I'm in Gettysburg, teaching a class to new college admissions counselors and new high school guidance counselors. I have not been here since I was in grade school and it's startling how much fades away from your memory in 20 years.
My dad is a Civil War buff. No, not like the guys who get all dressed up and pretend to shoot each other at mock battles. His version of being a Civil War buff involves reading weighty books about when Hill's Corps flanked Delbert's Division in Nowheresville and then watching the author talk about it on TV. Oh and dragging his kids to every Civil War battlefield within 6 hours of Brookhaven.
Somewhere in the last few decades, I lost the details of our trip to Gettysburg. I'm glad I had the chance to spend some time yesterday wandering around the area of Pickett's Charge and driving the rest of the park.
Gettysburg the town is a mix of a pretty downtown area that has had a revival in the last few years and an older, less attractive area that appears to have been left out of the money brought by thousands of tourists. Thankfully the area was spared a slots parlor earlier this year, when the ill-conceived idea was vited down.

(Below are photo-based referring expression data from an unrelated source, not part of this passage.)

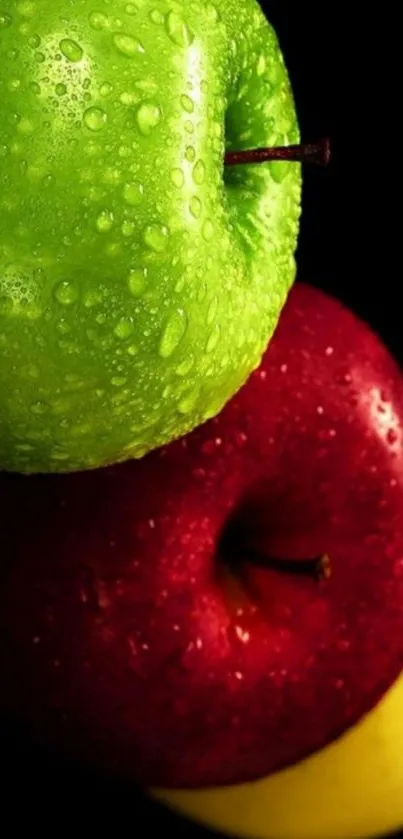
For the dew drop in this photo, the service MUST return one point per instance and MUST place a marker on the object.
(127, 45)
(187, 104)
(95, 118)
(213, 339)
(177, 178)
(71, 50)
(208, 230)
(188, 400)
(105, 89)
(195, 206)
(261, 65)
(133, 193)
(124, 329)
(185, 367)
(199, 172)
(39, 407)
(173, 333)
(66, 293)
(212, 13)
(178, 31)
(190, 154)
(156, 237)
(279, 170)
(5, 21)
(104, 221)
(137, 281)
(92, 299)
(98, 21)
(156, 16)
(148, 117)
(212, 311)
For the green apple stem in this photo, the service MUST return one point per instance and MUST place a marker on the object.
(317, 153)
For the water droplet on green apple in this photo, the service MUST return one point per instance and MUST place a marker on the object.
(148, 117)
(178, 31)
(213, 339)
(5, 21)
(127, 45)
(71, 50)
(185, 367)
(188, 400)
(137, 281)
(95, 118)
(104, 221)
(128, 228)
(177, 178)
(173, 333)
(34, 41)
(212, 13)
(195, 206)
(124, 329)
(66, 293)
(106, 89)
(190, 154)
(156, 16)
(156, 237)
(199, 172)
(279, 170)
(92, 299)
(187, 104)
(98, 21)
(212, 311)
(39, 407)
(133, 193)
(208, 230)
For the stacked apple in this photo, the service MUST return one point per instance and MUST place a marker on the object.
(233, 600)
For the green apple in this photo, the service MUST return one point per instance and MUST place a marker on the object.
(140, 279)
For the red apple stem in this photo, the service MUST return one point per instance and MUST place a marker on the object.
(318, 154)
(318, 568)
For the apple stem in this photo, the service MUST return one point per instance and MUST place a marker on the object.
(317, 153)
(318, 568)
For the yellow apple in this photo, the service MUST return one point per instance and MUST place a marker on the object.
(354, 787)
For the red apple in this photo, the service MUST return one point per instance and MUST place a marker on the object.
(126, 640)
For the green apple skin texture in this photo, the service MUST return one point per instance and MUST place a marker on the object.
(139, 283)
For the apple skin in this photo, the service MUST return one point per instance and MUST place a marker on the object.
(126, 642)
(139, 287)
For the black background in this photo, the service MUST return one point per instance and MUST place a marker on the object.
(341, 71)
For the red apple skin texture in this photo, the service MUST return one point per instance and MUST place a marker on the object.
(121, 643)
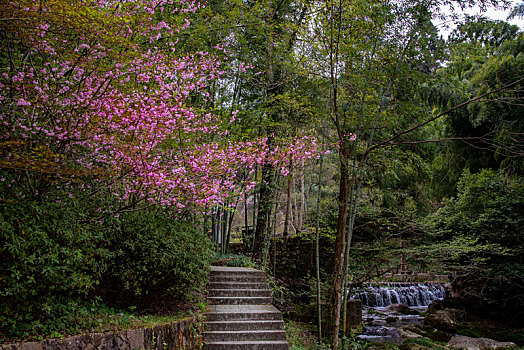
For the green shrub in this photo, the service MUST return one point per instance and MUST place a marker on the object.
(156, 258)
(54, 261)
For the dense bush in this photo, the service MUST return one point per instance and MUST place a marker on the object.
(53, 262)
(480, 232)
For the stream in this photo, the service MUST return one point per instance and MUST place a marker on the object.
(382, 321)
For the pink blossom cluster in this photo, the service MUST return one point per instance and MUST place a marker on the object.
(117, 103)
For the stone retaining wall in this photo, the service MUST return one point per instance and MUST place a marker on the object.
(183, 334)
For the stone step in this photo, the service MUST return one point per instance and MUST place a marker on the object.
(237, 285)
(239, 300)
(256, 335)
(235, 270)
(244, 345)
(244, 325)
(239, 293)
(242, 313)
(238, 278)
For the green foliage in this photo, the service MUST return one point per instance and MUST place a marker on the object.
(480, 235)
(53, 265)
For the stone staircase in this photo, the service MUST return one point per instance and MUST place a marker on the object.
(240, 312)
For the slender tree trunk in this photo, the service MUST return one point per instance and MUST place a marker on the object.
(295, 206)
(288, 203)
(302, 199)
(317, 251)
(353, 214)
(340, 243)
(264, 209)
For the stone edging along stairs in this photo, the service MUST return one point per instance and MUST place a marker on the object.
(240, 313)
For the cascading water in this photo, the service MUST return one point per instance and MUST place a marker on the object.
(420, 294)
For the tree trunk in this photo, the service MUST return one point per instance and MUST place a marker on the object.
(264, 209)
(340, 242)
(317, 251)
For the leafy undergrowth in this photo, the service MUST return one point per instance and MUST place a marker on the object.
(86, 318)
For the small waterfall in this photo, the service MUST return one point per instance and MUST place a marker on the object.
(420, 294)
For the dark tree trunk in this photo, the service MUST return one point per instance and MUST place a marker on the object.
(267, 189)
(340, 242)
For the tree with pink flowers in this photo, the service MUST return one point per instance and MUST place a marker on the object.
(100, 90)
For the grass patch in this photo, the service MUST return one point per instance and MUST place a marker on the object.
(82, 318)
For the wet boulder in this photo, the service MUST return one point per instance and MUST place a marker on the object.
(447, 320)
(463, 342)
(401, 309)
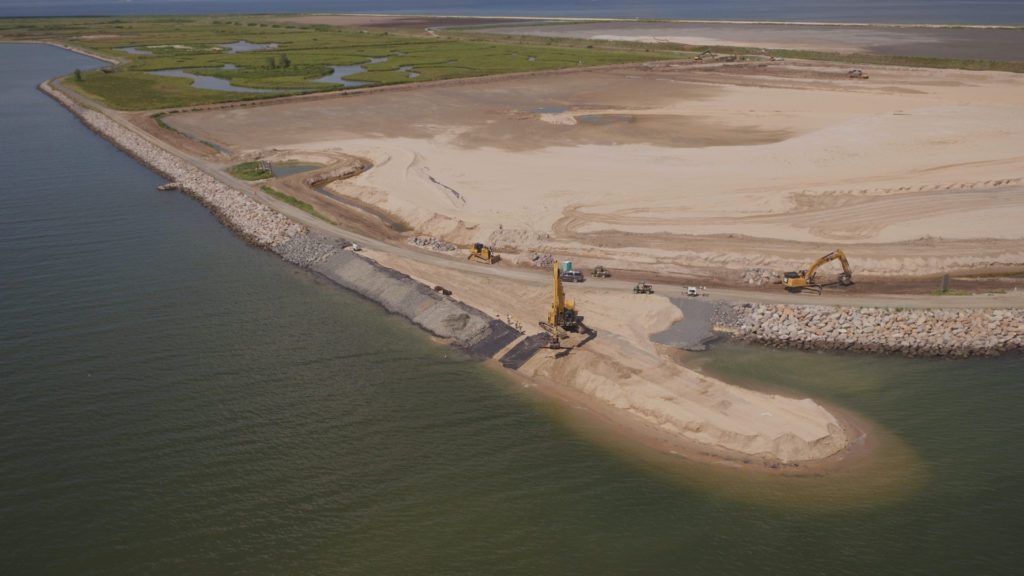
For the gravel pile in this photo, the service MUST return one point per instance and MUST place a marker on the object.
(309, 248)
(542, 260)
(431, 243)
(760, 277)
(956, 333)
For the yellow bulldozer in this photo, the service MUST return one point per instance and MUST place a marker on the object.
(807, 279)
(562, 318)
(481, 253)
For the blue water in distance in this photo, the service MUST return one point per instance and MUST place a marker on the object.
(175, 402)
(937, 11)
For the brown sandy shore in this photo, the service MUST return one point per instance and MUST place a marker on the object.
(995, 43)
(621, 375)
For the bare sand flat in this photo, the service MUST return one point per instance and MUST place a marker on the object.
(941, 42)
(685, 167)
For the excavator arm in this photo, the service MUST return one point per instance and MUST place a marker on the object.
(805, 279)
(838, 254)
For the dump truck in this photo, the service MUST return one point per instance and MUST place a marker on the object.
(643, 287)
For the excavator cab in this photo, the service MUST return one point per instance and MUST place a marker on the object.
(481, 253)
(806, 279)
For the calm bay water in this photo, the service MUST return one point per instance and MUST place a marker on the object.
(174, 402)
(937, 11)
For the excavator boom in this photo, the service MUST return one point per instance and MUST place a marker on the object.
(806, 278)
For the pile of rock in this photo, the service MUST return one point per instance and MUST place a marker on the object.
(431, 243)
(310, 248)
(542, 260)
(759, 277)
(957, 333)
(253, 221)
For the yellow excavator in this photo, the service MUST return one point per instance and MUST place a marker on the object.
(805, 279)
(562, 317)
(481, 253)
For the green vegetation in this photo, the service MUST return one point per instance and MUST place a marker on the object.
(292, 201)
(302, 54)
(250, 171)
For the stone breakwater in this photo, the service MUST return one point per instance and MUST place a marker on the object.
(255, 222)
(956, 333)
(467, 327)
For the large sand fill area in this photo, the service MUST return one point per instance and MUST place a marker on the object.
(682, 168)
(975, 42)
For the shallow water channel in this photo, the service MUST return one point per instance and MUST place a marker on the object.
(176, 402)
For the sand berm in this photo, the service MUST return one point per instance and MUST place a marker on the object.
(620, 377)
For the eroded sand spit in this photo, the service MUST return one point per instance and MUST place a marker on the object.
(723, 419)
(957, 333)
(255, 222)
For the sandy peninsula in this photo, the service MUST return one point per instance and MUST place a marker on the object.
(681, 171)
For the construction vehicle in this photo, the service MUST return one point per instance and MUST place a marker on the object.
(562, 318)
(481, 253)
(806, 279)
(572, 276)
(643, 288)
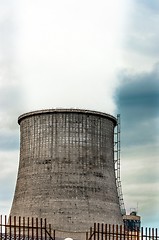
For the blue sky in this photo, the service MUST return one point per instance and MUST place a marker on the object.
(97, 55)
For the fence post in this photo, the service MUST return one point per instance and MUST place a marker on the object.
(94, 231)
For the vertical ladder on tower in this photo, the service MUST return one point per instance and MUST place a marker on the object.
(117, 165)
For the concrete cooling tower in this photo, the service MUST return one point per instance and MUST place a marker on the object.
(66, 170)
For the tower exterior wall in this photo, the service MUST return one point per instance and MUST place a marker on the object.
(66, 169)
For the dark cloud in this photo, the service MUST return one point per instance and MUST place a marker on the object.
(137, 100)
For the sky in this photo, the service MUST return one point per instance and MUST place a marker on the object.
(97, 55)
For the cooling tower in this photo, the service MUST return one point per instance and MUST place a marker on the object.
(66, 170)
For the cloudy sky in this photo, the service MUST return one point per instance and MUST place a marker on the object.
(98, 55)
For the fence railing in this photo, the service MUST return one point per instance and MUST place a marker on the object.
(116, 232)
(21, 228)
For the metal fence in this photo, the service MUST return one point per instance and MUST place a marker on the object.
(20, 228)
(116, 232)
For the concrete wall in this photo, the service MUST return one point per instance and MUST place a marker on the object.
(66, 170)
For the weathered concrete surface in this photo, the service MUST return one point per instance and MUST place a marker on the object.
(66, 170)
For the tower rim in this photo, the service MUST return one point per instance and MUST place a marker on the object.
(67, 110)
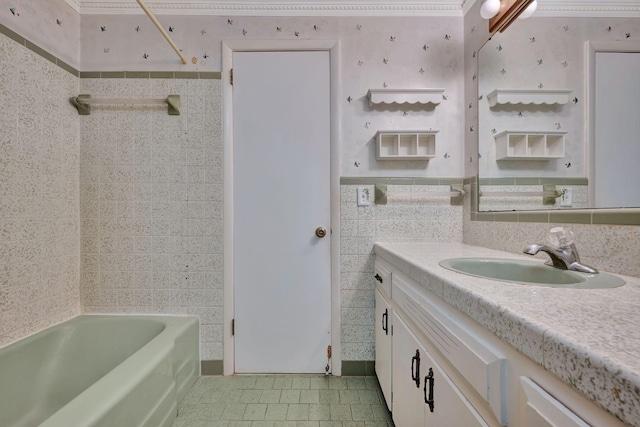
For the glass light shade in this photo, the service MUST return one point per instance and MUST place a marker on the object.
(489, 8)
(530, 10)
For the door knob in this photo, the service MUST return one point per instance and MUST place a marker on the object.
(321, 232)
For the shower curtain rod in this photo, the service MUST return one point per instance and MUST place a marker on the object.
(554, 194)
(162, 30)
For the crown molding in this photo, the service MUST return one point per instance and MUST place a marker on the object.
(546, 8)
(265, 8)
(630, 9)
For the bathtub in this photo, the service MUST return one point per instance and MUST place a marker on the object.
(100, 370)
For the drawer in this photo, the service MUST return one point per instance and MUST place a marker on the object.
(544, 410)
(483, 367)
(382, 276)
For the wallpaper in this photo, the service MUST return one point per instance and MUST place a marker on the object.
(39, 173)
(375, 53)
(540, 54)
(52, 25)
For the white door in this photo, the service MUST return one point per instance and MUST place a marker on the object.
(281, 195)
(617, 146)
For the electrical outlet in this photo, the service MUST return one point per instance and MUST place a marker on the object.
(364, 198)
(566, 199)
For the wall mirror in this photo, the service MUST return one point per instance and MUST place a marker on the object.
(543, 141)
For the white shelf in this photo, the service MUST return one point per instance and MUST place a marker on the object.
(406, 145)
(534, 96)
(518, 145)
(405, 96)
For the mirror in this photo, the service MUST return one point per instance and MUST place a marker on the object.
(537, 140)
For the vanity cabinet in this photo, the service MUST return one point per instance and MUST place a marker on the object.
(418, 388)
(544, 410)
(382, 276)
(423, 393)
(383, 345)
(440, 368)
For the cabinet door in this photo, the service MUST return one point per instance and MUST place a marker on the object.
(407, 362)
(383, 345)
(445, 405)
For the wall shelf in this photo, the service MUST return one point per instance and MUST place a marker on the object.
(518, 145)
(405, 96)
(534, 96)
(406, 145)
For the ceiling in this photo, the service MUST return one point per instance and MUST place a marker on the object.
(344, 7)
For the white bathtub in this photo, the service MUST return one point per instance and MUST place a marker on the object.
(100, 370)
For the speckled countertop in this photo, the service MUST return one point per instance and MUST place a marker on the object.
(588, 338)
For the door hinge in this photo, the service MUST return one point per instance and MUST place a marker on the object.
(328, 367)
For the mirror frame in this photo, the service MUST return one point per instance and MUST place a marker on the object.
(600, 216)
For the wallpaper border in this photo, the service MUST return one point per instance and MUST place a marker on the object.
(213, 75)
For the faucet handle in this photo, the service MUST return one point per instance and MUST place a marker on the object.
(560, 237)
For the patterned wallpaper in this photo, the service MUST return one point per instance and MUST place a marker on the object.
(539, 54)
(52, 25)
(393, 52)
(39, 173)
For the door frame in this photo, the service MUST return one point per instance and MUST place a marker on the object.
(592, 47)
(228, 47)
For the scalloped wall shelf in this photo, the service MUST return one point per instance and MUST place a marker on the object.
(522, 96)
(405, 96)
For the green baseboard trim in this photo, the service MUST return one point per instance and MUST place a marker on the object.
(358, 368)
(211, 367)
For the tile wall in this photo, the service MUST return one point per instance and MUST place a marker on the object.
(151, 203)
(414, 212)
(39, 162)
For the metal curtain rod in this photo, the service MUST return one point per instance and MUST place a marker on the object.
(82, 103)
(554, 194)
(162, 30)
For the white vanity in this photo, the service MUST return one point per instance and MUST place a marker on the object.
(456, 350)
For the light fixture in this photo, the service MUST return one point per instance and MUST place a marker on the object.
(489, 8)
(530, 10)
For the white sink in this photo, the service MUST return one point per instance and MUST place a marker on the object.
(530, 273)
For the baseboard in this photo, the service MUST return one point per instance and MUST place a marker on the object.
(358, 368)
(211, 367)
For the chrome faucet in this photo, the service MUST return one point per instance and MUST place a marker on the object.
(563, 254)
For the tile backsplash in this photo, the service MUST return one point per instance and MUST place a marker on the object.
(415, 212)
(39, 178)
(151, 203)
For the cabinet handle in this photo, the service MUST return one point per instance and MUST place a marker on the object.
(385, 321)
(415, 367)
(429, 379)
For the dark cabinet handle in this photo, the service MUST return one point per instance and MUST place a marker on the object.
(415, 368)
(429, 379)
(385, 321)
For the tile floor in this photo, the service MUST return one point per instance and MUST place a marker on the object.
(284, 401)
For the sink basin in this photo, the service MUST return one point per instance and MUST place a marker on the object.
(530, 273)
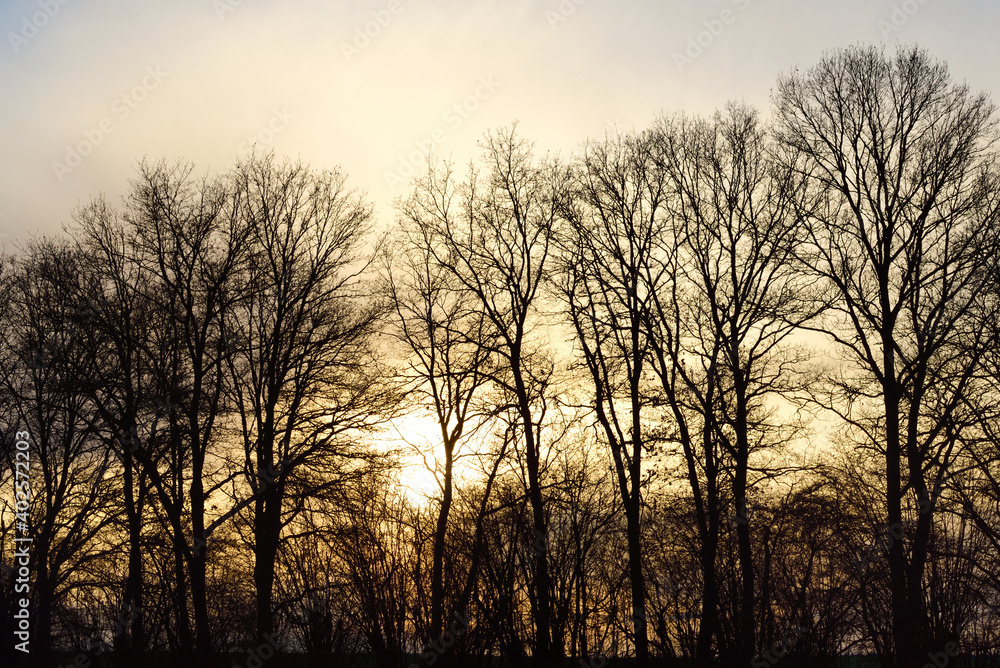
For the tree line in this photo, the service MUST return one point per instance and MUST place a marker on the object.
(720, 391)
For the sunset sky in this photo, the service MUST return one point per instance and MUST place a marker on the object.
(91, 87)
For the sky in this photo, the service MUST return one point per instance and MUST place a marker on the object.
(91, 87)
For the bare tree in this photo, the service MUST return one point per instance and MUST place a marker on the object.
(305, 381)
(70, 474)
(904, 162)
(607, 283)
(736, 231)
(494, 235)
(449, 345)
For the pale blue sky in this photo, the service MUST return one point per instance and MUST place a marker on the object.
(194, 79)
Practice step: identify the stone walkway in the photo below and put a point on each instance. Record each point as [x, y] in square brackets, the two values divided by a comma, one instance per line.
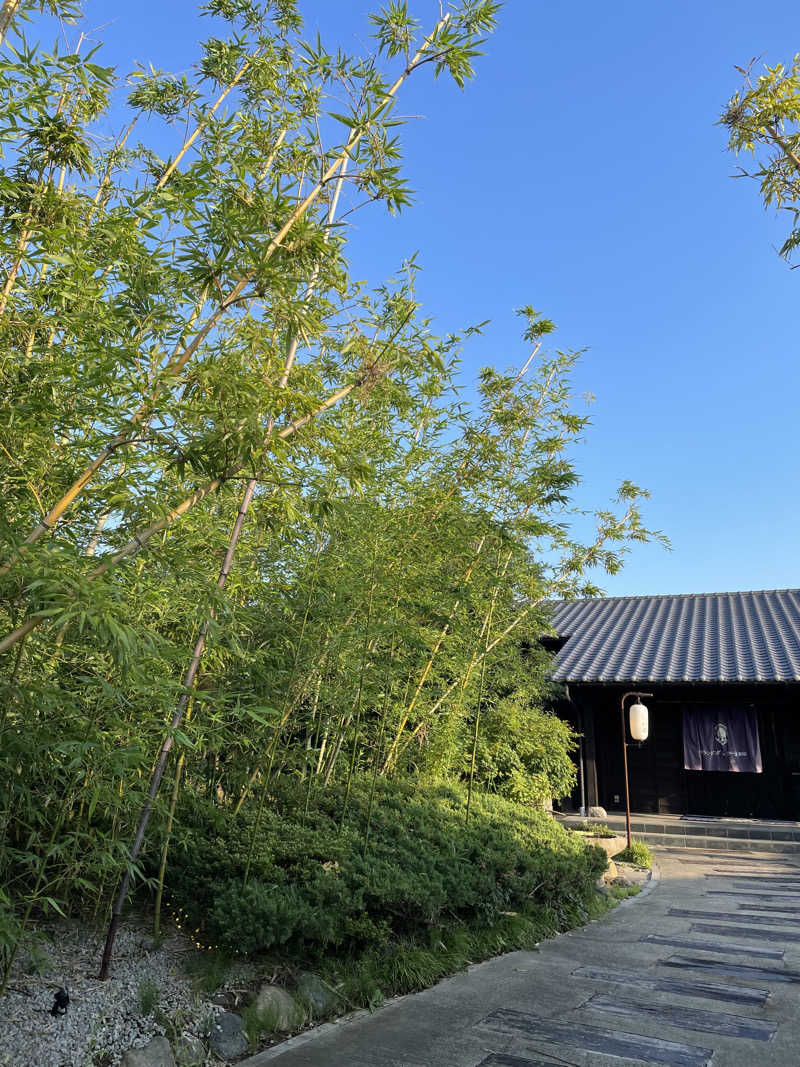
[703, 969]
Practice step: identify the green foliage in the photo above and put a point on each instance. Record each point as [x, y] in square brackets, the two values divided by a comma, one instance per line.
[763, 120]
[178, 323]
[315, 891]
[639, 855]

Just south of town, the rolling countryside hosted the bloodiest three days in American history and yesterday, looking across Bryan's Field toward Seminary Ridge, i could feel the echoes. One one hand, the immensity of the battlefield if breathtaking. On the other, the intimacy with which these men fought and died is simply stunning.
In Pickett's Charge, perhaps the best-known military maneuver in the Civil War, a wall of Southerners a mile wide emerged from the treeline and jogged across a gently rising field toward Northern lines in a last desperate attempt to save their idea of independence.
As they crossed the Emmitsburg Road, the Southerners began to take fire. As they reached the sharper rise near an angle in the Union line, the Confederates drew withering cannon fire of grapeshot and cannister. Yet still they came.
Had they made it, the Union line would have been broken, history likely changed. But they fell just yards short and left their dreams and their futures on a hillside beneath a copse of trees.
For the first time yesterday, I realized that these men were usually just feet from each other when they died. Usually could see the anger and fear. Usually knew that they were not going to live to make it home.
I'm going to head back over for an hour or so this morning and take a look at the cemetery, but I don't think it will move me as much as the echoes yesterday did.
It's amazing to think of how those soldiers mustered the courage to walk across that wide open field with not a bit of cover anywhere in site. Just amazing.